Deported Fairfield mom welcomed home with prayer service

St. Julie Billiart Church officially welcomed back Fairfield mother Maribel Trujillo Diaz on Tuesday with a Prayer of Thanksgiving Service for one of its former, and once-again, volunteer readers of Scriptures during Masses. After she made a statement in English and Spanish about her 17-month deportation to Mexico and separation from her family, the crowd of about 75 stood and applauded.

But that response was quiet compared to what happened at St. Julie’s on Sunday, when the mother of four, who goes by the last name of Trujillo, appeared at the church unannounced.

“A few minutes before Mass, Maribel and her family came in the door,” Father Mike Pucke said. “As they started walking into the gathering area of the church, all of a sudden a couple of our women who are ministers started screaming. They couldn’t believe it.”

“Maribel! Maribel! Maribel!” the astonished women yelled, because many thought Trujillo, whose children range from ages 5 to 16, would never be readmitted to the country.

Trujillo, after posting $1,500 bond, had quietly reunited with her family Sept. 19 after being deported in April 2017. On Monday, her advocates announced she was back home.

“Now I believe that the Lord is strengthening my family to heal and restore us,” she said, reading a statement during the service. “The Lord performed this miracle for us so that the whole world knows that God is alive and that even today he continues performing miracles.”

She said she spent her time in Mexico in fervent prayer, and during prayers she saw the Holy Family entering her family’s Fairfield home, giving her confidence the family was receiving protection from above.

“Thanks be to God I am with my family, for how long only God knows,” Trujillo said. “Returning home, to say that I am happy is not sufficient. I am thankful to the Virgin Mary and all the angels both in heaven and on earth.”

But not everybody is sympathetic to Trujillo’s situation.

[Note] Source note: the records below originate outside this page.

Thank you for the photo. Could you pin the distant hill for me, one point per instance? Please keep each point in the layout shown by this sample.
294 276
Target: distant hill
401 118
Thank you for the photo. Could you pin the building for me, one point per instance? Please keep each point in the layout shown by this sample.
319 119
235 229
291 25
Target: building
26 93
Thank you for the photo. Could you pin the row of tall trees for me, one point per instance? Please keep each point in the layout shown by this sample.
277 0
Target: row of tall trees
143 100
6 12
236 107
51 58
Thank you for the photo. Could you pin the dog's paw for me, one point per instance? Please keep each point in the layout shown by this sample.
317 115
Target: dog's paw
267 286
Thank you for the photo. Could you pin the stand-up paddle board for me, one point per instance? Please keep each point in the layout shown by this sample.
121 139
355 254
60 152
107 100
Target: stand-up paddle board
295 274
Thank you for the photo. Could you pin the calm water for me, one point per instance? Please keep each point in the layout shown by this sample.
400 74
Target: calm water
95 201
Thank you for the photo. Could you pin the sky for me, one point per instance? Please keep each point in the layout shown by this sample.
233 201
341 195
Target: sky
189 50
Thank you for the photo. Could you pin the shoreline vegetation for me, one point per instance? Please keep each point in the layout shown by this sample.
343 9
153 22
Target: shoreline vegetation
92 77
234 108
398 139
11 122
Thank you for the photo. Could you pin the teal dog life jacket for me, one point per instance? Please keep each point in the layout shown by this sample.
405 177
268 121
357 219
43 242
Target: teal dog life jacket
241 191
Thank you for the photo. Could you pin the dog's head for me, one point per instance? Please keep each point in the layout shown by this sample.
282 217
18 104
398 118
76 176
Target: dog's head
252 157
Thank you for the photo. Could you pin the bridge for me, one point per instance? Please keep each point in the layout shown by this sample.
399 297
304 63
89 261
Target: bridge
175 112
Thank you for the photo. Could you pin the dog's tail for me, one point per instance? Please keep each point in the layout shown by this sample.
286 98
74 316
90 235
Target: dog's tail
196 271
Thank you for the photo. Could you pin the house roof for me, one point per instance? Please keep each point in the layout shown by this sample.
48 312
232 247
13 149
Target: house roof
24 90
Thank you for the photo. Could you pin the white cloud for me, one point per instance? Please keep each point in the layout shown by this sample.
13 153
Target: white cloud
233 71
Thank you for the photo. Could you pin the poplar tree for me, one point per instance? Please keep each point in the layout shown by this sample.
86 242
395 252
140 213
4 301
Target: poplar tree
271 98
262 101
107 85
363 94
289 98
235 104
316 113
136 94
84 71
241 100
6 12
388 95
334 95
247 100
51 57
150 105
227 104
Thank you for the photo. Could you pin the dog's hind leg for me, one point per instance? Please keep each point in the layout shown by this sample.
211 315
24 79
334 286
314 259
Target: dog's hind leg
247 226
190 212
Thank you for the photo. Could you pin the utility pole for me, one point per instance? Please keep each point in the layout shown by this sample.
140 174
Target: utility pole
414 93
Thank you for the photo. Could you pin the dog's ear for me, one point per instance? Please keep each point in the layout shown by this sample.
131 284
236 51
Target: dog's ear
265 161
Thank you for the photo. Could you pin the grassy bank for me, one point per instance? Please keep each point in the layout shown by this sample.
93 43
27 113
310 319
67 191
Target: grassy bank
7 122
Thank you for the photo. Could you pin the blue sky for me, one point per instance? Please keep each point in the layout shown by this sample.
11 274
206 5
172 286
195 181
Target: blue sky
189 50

“The reason why it’s important to come here legally in the first place, and why illegal immigration is always a bad idea is eventually it will catch up with you,” said Dave Ray, director of communications with the Federation for American Immigration Reform. FAIR advocates for reducing legal immigration levels of about more than 1 million per year from around the world to closer to 300,000 annually.

“You don’t want to spend a lifetime looking over your shoulder, wondering if you’re going to be deported, or in fear of being deported if you’re pulled over by the police, then the simple answer is to wait your turn in line and come to the country through the legal immigration system, which is incredibly generous,” Ray said.

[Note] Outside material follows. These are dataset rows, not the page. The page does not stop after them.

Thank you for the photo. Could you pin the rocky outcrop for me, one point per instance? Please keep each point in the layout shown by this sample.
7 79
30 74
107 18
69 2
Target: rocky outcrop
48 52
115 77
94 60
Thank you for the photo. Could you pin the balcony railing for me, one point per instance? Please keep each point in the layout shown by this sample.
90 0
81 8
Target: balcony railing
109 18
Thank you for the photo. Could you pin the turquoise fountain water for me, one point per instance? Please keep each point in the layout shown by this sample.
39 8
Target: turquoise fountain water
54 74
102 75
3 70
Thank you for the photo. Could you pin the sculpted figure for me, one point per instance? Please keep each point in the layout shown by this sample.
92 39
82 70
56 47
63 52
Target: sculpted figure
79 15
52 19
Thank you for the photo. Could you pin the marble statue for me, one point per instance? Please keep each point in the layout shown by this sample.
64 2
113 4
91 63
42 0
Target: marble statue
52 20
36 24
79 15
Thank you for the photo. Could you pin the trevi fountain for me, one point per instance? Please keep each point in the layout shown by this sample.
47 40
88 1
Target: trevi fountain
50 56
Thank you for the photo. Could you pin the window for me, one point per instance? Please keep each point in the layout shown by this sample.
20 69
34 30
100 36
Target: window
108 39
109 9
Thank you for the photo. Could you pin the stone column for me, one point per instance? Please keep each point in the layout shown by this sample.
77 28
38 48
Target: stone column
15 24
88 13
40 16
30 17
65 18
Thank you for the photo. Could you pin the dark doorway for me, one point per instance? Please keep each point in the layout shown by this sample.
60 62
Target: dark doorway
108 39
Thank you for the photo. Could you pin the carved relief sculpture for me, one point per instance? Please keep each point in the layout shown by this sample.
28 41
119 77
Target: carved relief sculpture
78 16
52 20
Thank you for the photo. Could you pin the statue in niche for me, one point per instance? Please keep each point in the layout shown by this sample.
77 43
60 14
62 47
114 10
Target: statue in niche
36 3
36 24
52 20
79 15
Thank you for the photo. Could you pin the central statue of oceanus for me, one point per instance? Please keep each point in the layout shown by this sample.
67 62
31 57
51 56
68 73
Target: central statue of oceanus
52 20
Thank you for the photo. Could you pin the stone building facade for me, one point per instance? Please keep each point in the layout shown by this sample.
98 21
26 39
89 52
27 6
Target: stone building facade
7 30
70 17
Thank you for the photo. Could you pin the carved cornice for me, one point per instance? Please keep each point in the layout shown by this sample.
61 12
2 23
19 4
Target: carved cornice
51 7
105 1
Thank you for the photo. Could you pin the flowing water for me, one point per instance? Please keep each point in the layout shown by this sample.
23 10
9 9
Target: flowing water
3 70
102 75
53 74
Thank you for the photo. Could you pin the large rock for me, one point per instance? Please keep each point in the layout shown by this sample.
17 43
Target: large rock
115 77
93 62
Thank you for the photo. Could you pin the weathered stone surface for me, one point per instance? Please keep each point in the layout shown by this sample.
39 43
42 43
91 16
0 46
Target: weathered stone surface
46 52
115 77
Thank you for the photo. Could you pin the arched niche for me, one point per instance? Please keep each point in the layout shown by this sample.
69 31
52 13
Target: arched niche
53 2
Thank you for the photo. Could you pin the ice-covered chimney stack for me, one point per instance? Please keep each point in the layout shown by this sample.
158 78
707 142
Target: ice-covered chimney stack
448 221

He said 1.1 million people “come here every year and never spend a second looking over their shoulder, wondering if they’re going to be having an encounter with ICE (U.S. Immigration and Customs Enforcement).”

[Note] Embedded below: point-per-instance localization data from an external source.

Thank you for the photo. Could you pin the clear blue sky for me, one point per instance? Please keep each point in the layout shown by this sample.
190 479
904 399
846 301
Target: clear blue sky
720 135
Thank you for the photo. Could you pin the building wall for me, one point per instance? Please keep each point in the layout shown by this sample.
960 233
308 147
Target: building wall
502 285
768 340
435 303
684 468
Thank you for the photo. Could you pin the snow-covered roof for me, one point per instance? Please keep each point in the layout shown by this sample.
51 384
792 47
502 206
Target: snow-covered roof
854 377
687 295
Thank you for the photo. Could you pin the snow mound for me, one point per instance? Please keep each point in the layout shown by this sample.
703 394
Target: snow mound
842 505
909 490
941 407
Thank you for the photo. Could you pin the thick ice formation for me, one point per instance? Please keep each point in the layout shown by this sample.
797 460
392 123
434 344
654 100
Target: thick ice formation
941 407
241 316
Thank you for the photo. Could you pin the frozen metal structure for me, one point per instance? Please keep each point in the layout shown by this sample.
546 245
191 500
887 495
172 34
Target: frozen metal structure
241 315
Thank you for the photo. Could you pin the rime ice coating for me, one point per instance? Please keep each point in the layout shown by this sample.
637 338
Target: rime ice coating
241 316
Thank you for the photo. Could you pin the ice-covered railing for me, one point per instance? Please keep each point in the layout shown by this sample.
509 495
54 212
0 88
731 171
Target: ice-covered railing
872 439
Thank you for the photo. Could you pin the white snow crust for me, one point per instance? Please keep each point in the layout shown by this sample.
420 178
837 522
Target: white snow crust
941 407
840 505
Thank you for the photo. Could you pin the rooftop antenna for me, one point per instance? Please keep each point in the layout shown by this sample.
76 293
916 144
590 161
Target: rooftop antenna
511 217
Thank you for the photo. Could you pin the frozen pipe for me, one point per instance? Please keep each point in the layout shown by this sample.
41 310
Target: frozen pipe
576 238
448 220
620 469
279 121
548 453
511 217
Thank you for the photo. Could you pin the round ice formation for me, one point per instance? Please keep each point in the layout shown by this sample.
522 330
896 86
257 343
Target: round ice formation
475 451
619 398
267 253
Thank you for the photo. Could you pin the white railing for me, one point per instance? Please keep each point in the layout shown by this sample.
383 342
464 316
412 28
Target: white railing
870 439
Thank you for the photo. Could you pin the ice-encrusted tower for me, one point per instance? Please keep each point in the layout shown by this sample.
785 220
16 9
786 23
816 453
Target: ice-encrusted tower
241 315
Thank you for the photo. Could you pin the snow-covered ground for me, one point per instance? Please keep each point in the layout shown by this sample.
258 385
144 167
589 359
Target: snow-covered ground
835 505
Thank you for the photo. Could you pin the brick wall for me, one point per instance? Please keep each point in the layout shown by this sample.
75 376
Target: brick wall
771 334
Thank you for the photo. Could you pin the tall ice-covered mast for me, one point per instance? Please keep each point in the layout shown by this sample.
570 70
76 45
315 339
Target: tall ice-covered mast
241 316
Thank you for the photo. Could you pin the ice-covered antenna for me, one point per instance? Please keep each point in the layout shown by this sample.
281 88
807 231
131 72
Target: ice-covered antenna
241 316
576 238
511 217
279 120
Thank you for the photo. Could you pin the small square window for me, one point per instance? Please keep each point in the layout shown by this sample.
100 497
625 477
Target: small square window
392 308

FAIR has always opposed amnesty for so-called “Dreamers” — young, undocumented immigrants who were brought to this country as children — because it only encourage future illegal immigration “when you reward illegal activity,” Ray said.

Trujillo’s four children were all born in America, after she illegally arrived in the country in 2002.

After Tuesday’s service, one of Trujillo’s free-of-cost lawyers, Kathleen Kersh of Advocates for Basic Legal Equality, said because Trujillo’s deportation is under appeal, and Cleveland immigration courts are backlogged, she may be able to stay until next summer, or perhaps years, until her case is decided. That’s partly because courts have placed greater priority on returning people who have been living here for short periods of time.

Trujillo became an ABLE client in 2015, after losing her asylum case in Cleveland immigration court. Advocates identified her as a candidate for “prosecutorial discretion” under the Obama Administration’s policies, which placed lower priority on deporting those who, like Trujillo, had no criminal record “and because she was the mother of four U.S.-citizen children, one of whom was suffering from reoccurring seizures,” Kersh said.

St. Julie of Billiart parishioners and the Archdiocese of Cincinnati would eventually send thousands of letters on her behalf, and she was granted prosecutorial discretion in March of 2016, allowed to stay in the country another year at least.

But in March 2017, with new Trump Administration policies in place, she attended a required visit with immigration agents and was told she would be deported soon. She was apprehended by immigration agents outside her home April 6, 2017, and was deported 13 days later.

Advocates elsewhere in Ohio held protests on her behalf, and her case attracted national and international press coverage.

She was able to return to the United States this month because a Cincinnati-based federal appeals court ruled that an immigration appeals board in Cleveland had not given proper consideration to evidence that her family was being targeted by drug cartels in Mexico. She was allowed to return to be able to attend her deportation hearing, when it happens.

“For the past 17 months, in concert with St. Julie Church, thousands of Catholics throughout the Archdiocese of Cincinnati have been praying and sending their thoughts and concern to Maribel and her family,” Tony Stieritz, director of the archdiocese’s Catholic social action, said Tuesday. “I, on behalf of the archdiocese, want to share our sense of joy to see you here, Maribel, and the blessing that it is to so many of us who have been praying for you all along.”

“There are many Maribels in our community, and we continue to be close to them and in solidarity with them, with our partners in other faith communities who continue to fight for comprehensive immigration reform,” he said.